2.4. Statistical Analyses

Statistical analysis was performed using JMP Ver. 8.0.2 (SAS Institute Inc., Cary, NC, USA). The difference between pairs of means for the evapotranspiration, weight, lead concentration, and lead uptake of the plant shoots with and without the hydroxyapatite was identified using Student’s t-test. Analysis of variance (ANOVA) was performed to compare soil pH, water-extractable lead in the soil, and total summed content of the lead fraction in the sequential extraction samples of the rhizosphere soil. The differences between mean values were determined using Tukey’s honestly significant difference (HSD) test at a 95% confidence level.

3. Results

3.1. Shoot Biomass and Lead Uptake from Contaminated Soil

The shoot weights of barley and hairy vetch grown in the soil with the RC with the hydroxyapatite were higher than those without the hydroxyapatite.
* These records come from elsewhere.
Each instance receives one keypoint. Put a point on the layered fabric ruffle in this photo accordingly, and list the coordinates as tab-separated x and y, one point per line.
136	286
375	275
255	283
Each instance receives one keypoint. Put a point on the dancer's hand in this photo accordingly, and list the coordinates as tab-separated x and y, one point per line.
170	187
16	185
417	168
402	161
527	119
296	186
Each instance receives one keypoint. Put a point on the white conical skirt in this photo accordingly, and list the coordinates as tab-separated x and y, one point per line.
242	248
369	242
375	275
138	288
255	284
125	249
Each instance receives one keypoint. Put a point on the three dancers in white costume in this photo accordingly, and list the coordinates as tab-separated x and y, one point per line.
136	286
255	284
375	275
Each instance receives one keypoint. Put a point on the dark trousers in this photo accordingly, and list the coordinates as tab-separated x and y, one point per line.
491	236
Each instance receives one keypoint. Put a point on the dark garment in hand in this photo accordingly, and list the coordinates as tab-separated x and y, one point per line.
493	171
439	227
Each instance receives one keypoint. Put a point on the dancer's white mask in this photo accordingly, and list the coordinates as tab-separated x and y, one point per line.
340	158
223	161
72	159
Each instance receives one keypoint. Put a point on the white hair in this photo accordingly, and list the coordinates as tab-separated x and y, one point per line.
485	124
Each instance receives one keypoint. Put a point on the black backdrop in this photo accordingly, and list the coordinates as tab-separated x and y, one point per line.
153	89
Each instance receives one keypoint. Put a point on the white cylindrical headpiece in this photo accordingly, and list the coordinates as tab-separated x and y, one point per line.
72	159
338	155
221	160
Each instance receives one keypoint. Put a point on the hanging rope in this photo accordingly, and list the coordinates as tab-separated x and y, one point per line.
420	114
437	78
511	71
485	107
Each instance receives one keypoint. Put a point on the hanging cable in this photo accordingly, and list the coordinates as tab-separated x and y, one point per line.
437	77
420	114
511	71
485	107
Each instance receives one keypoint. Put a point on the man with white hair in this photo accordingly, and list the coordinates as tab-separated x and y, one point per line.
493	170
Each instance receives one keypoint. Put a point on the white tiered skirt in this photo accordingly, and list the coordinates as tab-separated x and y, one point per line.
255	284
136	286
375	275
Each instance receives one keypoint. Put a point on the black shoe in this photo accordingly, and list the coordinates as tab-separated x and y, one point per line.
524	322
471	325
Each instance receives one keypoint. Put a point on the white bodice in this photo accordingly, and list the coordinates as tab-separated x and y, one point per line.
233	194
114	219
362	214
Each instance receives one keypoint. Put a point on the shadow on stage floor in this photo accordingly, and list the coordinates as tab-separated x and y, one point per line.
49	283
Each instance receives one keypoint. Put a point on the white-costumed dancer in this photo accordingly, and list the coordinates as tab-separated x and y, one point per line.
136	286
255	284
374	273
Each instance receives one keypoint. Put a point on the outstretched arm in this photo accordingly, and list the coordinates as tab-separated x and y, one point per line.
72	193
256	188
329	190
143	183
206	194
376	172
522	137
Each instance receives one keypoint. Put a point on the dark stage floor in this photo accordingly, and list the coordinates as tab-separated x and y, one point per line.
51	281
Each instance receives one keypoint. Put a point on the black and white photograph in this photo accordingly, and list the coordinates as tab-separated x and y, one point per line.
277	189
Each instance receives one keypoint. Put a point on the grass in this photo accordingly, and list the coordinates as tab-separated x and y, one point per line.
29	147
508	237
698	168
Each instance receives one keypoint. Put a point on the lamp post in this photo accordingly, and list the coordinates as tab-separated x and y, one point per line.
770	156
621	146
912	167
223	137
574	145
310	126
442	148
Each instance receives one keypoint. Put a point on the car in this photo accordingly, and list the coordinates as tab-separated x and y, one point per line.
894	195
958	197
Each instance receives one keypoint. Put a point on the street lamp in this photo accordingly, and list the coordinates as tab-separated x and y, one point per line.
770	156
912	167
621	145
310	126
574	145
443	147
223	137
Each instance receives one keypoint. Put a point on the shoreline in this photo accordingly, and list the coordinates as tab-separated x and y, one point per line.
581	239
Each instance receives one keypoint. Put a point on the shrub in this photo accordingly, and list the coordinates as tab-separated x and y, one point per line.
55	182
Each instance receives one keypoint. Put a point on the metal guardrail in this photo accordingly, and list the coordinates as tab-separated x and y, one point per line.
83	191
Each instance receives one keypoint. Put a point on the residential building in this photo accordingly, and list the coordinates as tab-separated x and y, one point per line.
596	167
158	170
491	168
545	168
However, the shoot weight of barley was not noted to be significantly different (Table 2). The lead concentrations of plant shoots were the opposite; those were lower in the plants with the RC with the hydroxyapatite at 7 and 9 μg g−1 for barley and hairy vetch, respectively, than without the hydroxyapatite. However, there were no significant differences in lead concentrations between with and without the hydroxyapatite groups for both plants due to the high coefficients of variation of the lead concentrations in the plants without the hydroxyapatite. The evapotranspiration rates of the plants were 40 to 66 mm for barley and 65 to 70 mm for hairy vetch.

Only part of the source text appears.